If you're not set up to blue print the engine by correcting these dimensional variations in this case possibily fill the rocker stud holes and redrill and tap them so the lifter, stud, and valve stem are in line (which can get also get you into moving the lifter or valve to get alignment) then the best alternative is to use a self guiding rocker. That will pivot the rocker so the valve end lines up with the stem. The cost will be an angle introduced to the push rod which causes inspection and possible relief of the hole where it enters the head. The additional angle does cost some information transfer between lobe and valve to be lost which of course the preservation of which is why the extensive effort and cost goes into blue printing. If you're not an in-the-money or are striving to be an in-the- money racer the effort of blue printing at this level is a lot of cost for very small gains.

Bogie
 
#10 ·
Haven't been able to get on in a while. I enlarged the guide plates and that worked out fine. Installed and adjusted the valves on one head. I'm running a solid cam. I noticed when I adjusted cylinder 5 that it was harder to turn over. So I figured just because I have more spring pressure. So after adjusting number 7 I noticed that it still feels a little harder when turned on number 5 exhaust valve opening. I'm not sure what that could be. Engine was blue printed on the bottom end. I felt the guides before the springs where installed and they all felt the same ex and In. being just a tad tighter. Any ideas what it could be? Tight spring? Even though they were shimmed properly. Bottom end turned perfectly fine before number 5 vales adjusted, doesn't feel like anything is hitting anywhere either. Really don't want to tear the head back off. It's also possible that it just me being paranoid. Thanks again for all the help.
 
#13 ·
Even with everything swapped it still wants to bind. And with the valve spring removed I can pull the valve up and down by hand with no effort at all. The only time the engine wants to feel like it will bind up is when valve lash is set. Everything is all oiled up. #7 ex valve starts to open just as #5 is just about to come back down. If I lose the rocker on #7 now, it feels easier to turn, as in doesn't want to bind. Only possible thing I can think of is the dampners may be causing the issue so I'll remove them. If that doesn't do it I'm not sure where else to look except maybe cam lobe issue. Valves are brand new.
 
#17 ·
Or the piston and valve are interfering with each other reasons could be the cam isn't timed with the crank, or the lift is enough to generate interferance.
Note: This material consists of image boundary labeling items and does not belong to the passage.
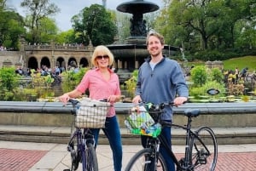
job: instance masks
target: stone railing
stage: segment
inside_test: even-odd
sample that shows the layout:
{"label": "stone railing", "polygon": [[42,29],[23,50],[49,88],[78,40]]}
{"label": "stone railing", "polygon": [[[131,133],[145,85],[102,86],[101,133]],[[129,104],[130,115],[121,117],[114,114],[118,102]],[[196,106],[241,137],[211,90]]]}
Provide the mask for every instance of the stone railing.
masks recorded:
{"label": "stone railing", "polygon": [[[124,144],[140,144],[137,136],[125,128],[124,120],[132,104],[116,103],[117,116]],[[197,108],[201,115],[193,119],[194,128],[208,126],[214,131],[218,144],[256,143],[256,103],[188,103],[174,108],[174,123],[185,125],[184,110]],[[72,106],[60,102],[0,101],[0,140],[65,143],[70,136]],[[184,145],[184,131],[172,130],[172,144]],[[104,135],[101,144],[108,144]]]}
{"label": "stone railing", "polygon": [[[124,127],[125,113],[132,104],[116,103],[116,112],[120,126]],[[193,126],[209,127],[256,127],[256,103],[187,103],[175,107],[174,123],[185,124],[183,115],[188,108],[197,108],[201,116],[195,118]],[[70,126],[72,106],[60,102],[15,102],[0,101],[0,124]]]}

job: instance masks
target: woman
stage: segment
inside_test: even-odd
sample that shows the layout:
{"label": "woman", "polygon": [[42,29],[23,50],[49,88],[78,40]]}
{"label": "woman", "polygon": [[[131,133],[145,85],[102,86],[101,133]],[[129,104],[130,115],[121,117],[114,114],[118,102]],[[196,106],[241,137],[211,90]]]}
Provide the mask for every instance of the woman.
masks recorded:
{"label": "woman", "polygon": [[[74,90],[60,96],[60,100],[66,104],[70,98],[79,97],[89,89],[91,99],[107,99],[111,104],[119,101],[121,95],[119,77],[109,68],[113,62],[113,55],[110,50],[105,46],[97,46],[91,58],[91,64],[95,67],[86,72]],[[96,145],[100,129],[91,130],[95,135]],[[105,128],[102,130],[108,139],[113,151],[114,170],[121,171],[123,153],[121,135],[113,106],[110,107],[107,114]]]}

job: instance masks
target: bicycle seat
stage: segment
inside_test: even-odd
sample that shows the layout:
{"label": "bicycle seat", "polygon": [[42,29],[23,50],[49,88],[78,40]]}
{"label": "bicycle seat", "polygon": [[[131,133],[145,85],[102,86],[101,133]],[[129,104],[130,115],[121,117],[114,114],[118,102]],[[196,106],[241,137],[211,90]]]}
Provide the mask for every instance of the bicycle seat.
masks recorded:
{"label": "bicycle seat", "polygon": [[187,117],[198,117],[200,114],[199,109],[186,109],[184,111],[185,116]]}

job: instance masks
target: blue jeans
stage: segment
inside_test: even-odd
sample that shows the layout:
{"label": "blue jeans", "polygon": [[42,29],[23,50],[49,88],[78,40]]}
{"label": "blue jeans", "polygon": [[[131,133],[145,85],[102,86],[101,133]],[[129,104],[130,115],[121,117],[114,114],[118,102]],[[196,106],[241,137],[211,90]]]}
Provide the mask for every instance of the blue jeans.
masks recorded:
{"label": "blue jeans", "polygon": [[[172,122],[172,121],[166,121],[166,122]],[[161,130],[161,135],[163,135],[163,137],[166,138],[166,142],[168,142],[169,146],[172,148],[172,142],[171,142],[171,127],[166,127],[163,128]],[[145,148],[146,146],[146,143],[147,143],[147,139],[151,138],[148,136],[141,136],[141,140],[142,140],[142,145]],[[171,157],[171,156],[168,154],[167,151],[165,149],[165,147],[163,145],[160,145],[160,154],[163,156],[166,166],[167,166],[167,170],[168,171],[175,171],[175,165],[174,165],[174,162],[172,160],[172,158]]]}
{"label": "blue jeans", "polygon": [[[105,128],[102,128],[102,130],[108,139],[110,148],[113,152],[114,171],[121,171],[123,150],[121,134],[116,116],[106,118]],[[95,136],[96,146],[100,129],[93,128],[91,131]]]}

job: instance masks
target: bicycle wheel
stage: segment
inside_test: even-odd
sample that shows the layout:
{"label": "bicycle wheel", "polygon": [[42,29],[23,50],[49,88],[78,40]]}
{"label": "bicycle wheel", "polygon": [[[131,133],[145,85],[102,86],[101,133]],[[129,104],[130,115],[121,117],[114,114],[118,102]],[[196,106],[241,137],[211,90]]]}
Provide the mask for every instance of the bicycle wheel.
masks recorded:
{"label": "bicycle wheel", "polygon": [[94,145],[91,143],[87,143],[83,157],[83,168],[86,168],[86,171],[98,171],[98,162]]}
{"label": "bicycle wheel", "polygon": [[213,171],[217,163],[218,145],[213,131],[201,127],[195,131],[189,144],[189,162],[191,170]]}
{"label": "bicycle wheel", "polygon": [[152,149],[143,149],[137,152],[128,162],[125,171],[166,171],[166,164],[163,157],[159,154],[154,169],[154,162]]}
{"label": "bicycle wheel", "polygon": [[78,137],[73,136],[69,144],[68,148],[71,157],[71,171],[77,170],[81,161],[81,152],[79,151]]}

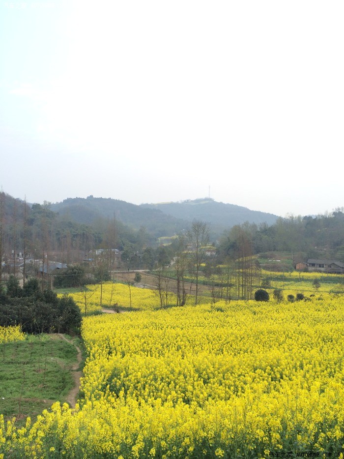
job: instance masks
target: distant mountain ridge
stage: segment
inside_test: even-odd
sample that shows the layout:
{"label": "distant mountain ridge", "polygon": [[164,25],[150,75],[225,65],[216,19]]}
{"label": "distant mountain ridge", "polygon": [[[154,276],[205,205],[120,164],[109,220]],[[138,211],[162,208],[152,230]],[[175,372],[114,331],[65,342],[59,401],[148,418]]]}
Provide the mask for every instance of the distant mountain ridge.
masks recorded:
{"label": "distant mountain ridge", "polygon": [[142,207],[155,209],[164,214],[187,221],[201,220],[211,224],[213,230],[221,231],[248,221],[250,223],[266,223],[273,224],[278,218],[276,215],[258,211],[251,211],[235,204],[218,202],[210,198],[187,200],[181,202],[142,204]]}
{"label": "distant mountain ridge", "polygon": [[210,198],[181,202],[140,205],[110,198],[68,198],[51,206],[51,209],[78,223],[92,224],[97,219],[115,218],[136,229],[144,227],[155,237],[172,236],[187,228],[194,219],[209,224],[217,236],[234,225],[245,222],[257,225],[274,223],[277,215]]}

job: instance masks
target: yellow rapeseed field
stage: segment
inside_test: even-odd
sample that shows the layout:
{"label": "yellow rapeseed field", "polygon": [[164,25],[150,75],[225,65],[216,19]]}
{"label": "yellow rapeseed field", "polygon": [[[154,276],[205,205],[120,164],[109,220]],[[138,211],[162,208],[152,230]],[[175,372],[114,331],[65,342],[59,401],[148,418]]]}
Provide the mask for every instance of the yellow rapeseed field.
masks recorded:
{"label": "yellow rapeseed field", "polygon": [[25,339],[25,335],[19,325],[15,327],[0,326],[0,344],[23,341]]}
{"label": "yellow rapeseed field", "polygon": [[344,322],[340,296],[85,317],[79,404],[55,403],[19,430],[2,424],[0,452],[117,459],[339,454]]}

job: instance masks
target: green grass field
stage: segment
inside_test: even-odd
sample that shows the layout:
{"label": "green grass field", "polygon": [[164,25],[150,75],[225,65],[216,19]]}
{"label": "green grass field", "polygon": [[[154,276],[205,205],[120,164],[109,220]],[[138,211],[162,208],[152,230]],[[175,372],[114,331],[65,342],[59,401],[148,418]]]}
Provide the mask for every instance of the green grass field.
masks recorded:
{"label": "green grass field", "polygon": [[57,400],[63,402],[73,387],[70,369],[77,361],[71,343],[57,335],[28,336],[0,344],[0,413],[5,420],[32,421]]}

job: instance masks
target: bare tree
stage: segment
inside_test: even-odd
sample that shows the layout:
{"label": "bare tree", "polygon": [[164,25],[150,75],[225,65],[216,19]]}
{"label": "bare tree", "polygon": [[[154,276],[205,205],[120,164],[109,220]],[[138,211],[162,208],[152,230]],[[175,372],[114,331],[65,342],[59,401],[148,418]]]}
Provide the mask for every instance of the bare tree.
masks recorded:
{"label": "bare tree", "polygon": [[173,267],[177,281],[177,306],[184,306],[186,301],[185,275],[188,266],[185,237],[180,234],[174,244],[175,252]]}
{"label": "bare tree", "polygon": [[97,291],[97,287],[96,287],[93,290],[90,290],[87,285],[85,284],[81,284],[79,288],[80,289],[80,293],[84,298],[84,302],[85,306],[85,315],[86,315],[87,313],[87,302]]}
{"label": "bare tree", "polygon": [[2,253],[3,247],[2,241],[3,239],[3,198],[4,193],[2,191],[2,188],[0,193],[0,283],[2,277]]}
{"label": "bare tree", "polygon": [[209,244],[209,227],[207,223],[194,220],[191,228],[187,232],[187,238],[191,250],[193,269],[196,280],[195,304],[198,300],[199,275],[202,262],[205,257],[207,246]]}

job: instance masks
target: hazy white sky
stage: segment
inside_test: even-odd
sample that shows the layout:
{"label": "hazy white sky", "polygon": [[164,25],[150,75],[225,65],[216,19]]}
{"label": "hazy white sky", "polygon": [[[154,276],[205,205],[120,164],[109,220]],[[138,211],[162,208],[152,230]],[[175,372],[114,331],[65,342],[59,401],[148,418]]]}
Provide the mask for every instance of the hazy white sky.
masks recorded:
{"label": "hazy white sky", "polygon": [[0,0],[0,185],[344,206],[343,0]]}

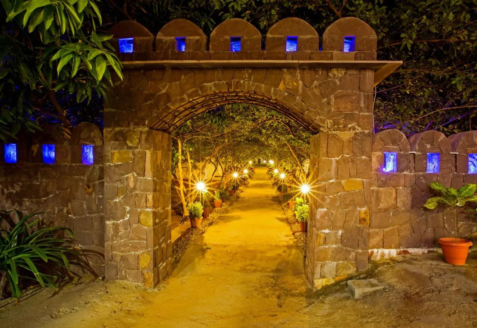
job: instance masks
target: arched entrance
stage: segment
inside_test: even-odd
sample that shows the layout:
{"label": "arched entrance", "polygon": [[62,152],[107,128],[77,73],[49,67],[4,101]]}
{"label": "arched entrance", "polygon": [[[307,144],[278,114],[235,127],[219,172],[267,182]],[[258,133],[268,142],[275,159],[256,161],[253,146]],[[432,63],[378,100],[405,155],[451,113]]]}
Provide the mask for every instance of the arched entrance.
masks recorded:
{"label": "arched entrance", "polygon": [[[298,45],[286,51],[290,31]],[[169,133],[194,115],[234,102],[276,109],[315,133],[310,285],[319,287],[367,267],[372,91],[400,64],[372,60],[372,29],[357,19],[340,20],[325,32],[323,51],[314,30],[297,19],[272,28],[265,51],[256,29],[237,19],[216,28],[210,51],[203,33],[185,20],[159,31],[156,51],[152,35],[134,22],[111,32],[114,42],[134,38],[135,50],[122,55],[124,79],[104,106],[107,277],[153,287],[170,273]],[[349,35],[354,51],[343,51]],[[237,36],[241,48],[232,51]],[[185,51],[177,48],[182,39]]]}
It could be considered that spring or retainer is binding or a valve is bent. I that was a stem it would probably stick once open however a bent head could get into the piston.
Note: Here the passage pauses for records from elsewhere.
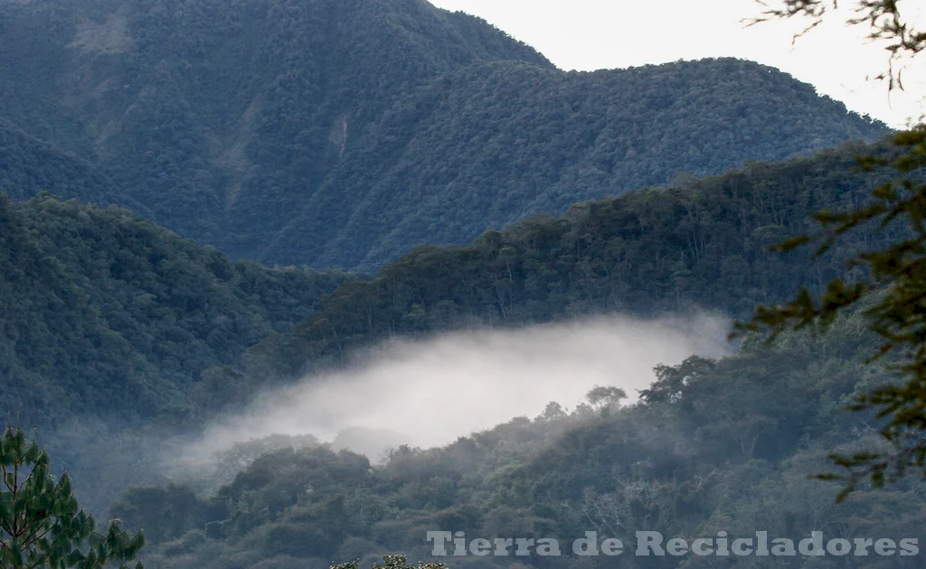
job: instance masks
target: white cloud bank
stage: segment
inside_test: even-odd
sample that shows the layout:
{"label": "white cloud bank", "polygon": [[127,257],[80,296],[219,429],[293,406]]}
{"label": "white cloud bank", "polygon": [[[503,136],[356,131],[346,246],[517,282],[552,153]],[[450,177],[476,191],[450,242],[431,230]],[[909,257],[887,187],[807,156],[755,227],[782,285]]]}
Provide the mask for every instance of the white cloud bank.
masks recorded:
{"label": "white cloud bank", "polygon": [[728,320],[707,315],[615,315],[388,342],[354,368],[263,394],[243,414],[210,427],[190,451],[202,457],[273,433],[332,440],[366,428],[439,446],[535,416],[551,401],[571,408],[595,385],[620,387],[635,399],[655,378],[655,365],[729,352],[728,330]]}

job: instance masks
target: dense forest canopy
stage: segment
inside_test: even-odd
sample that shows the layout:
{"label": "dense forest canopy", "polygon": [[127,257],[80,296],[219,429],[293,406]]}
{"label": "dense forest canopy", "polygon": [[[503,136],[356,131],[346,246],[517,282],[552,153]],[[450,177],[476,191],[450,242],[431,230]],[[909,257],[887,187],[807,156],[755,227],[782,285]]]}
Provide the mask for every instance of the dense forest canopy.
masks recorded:
{"label": "dense forest canopy", "polygon": [[[640,529],[823,531],[906,545],[720,564],[921,566],[921,485],[863,480],[835,504],[839,488],[811,479],[830,451],[883,445],[882,418],[843,413],[896,379],[894,355],[866,362],[877,298],[825,332],[658,365],[631,403],[616,374],[572,409],[441,448],[357,454],[348,439],[376,434],[360,427],[189,454],[261,395],[350,372],[388,340],[743,318],[800,285],[857,282],[845,259],[907,229],[862,228],[816,256],[770,245],[811,232],[808,212],[871,204],[894,173],[853,167],[897,155],[884,125],[732,58],[564,72],[423,0],[0,0],[0,412],[48,442],[81,506],[144,529],[149,567],[426,560],[427,532],[447,529],[564,544],[594,529],[631,547]],[[354,402],[335,411],[369,412]],[[459,412],[453,394],[432,404]],[[4,468],[38,460],[52,480],[47,455],[6,433]],[[42,506],[8,500],[8,474],[0,518]],[[69,515],[70,479],[52,507]],[[93,523],[77,519],[80,548]],[[134,556],[141,538],[119,535]],[[450,561],[614,564],[565,553]]]}
{"label": "dense forest canopy", "polygon": [[176,403],[348,276],[232,263],[118,207],[0,193],[2,413],[55,427]]}
{"label": "dense forest canopy", "polygon": [[[113,182],[61,195],[270,264],[372,269],[885,132],[770,68],[566,73],[421,0],[6,2],[0,43],[0,118]],[[5,158],[9,176],[35,152]]]}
Actually 40 for pounds to rotate the shaft of a newly built engine isn't out of line it's the binding that appears to be linked to a valve position that is cause for concern and needs to be checked out.

Once running the engine won't require so much torque to rotate because the oil films are different in a running engine, hand rotation doesn't build any hydro wedges between parts so much of what is felt is both showing run in time is needed to mate the parts which will reduce rotational resistance.

Bogie
 
#16 ·
No.. it doesn't because every time a lifter is rising another is falling. The friction to turn the cam should increase some but not dramatically with just one valve lash adjustment. You might verify that one spring is the same as all the rest of them. You could even swap lifters, pushrods and rockers and springs with another hole for testing purposes. I've don't several FT cam with just the outer spring and dampers left in so I find this whole thing very strange.
 
#18 ·
It doesn't take a constant 40 ft lbs, the most it takes is 40 ft lbs when valves are opening. I talked to a very well know engine builder today and he said to definitely take the dampner springs out. He said since it's a duel spring, the inner spring is what keeps the dampner centered. He's seen people leave them in and tear apart valve seals, bind up and do other damage during break in. So I'll take them out tonight and post my results when I get a chance. Thanks again.
 
#19 ·
Well I removed the dampners. Seemed to turn over much better.....I'm at a total loss, I can turn it by hand let's say 20 times and then randomly it will feel like it's binding. I'm not sure what else to check. Doesn't sound like a ring is broken unless one is. It always seems to be when #5 ex is just about full open and then it will bind when ever it wants to. I loosen that rocker and spins no problem. I even loosened the corresponding intake rocker (i think it was Cy 3) that starts to open when #5 ex is almost coming back down and it will spin no problem. Intake is not on so I got in there with a light doesn't seem like intake valve is hitting anything and also doesn't seem like exhaust valves are hitting anything. Bottom end was fully blue printed, bored, non file rings. Not sure where else to look except for tearing the motor all down again. I don't get why it does it randomly. Or am I just driving myself crazy and possibly because it's not all seated in yet. At a loss now.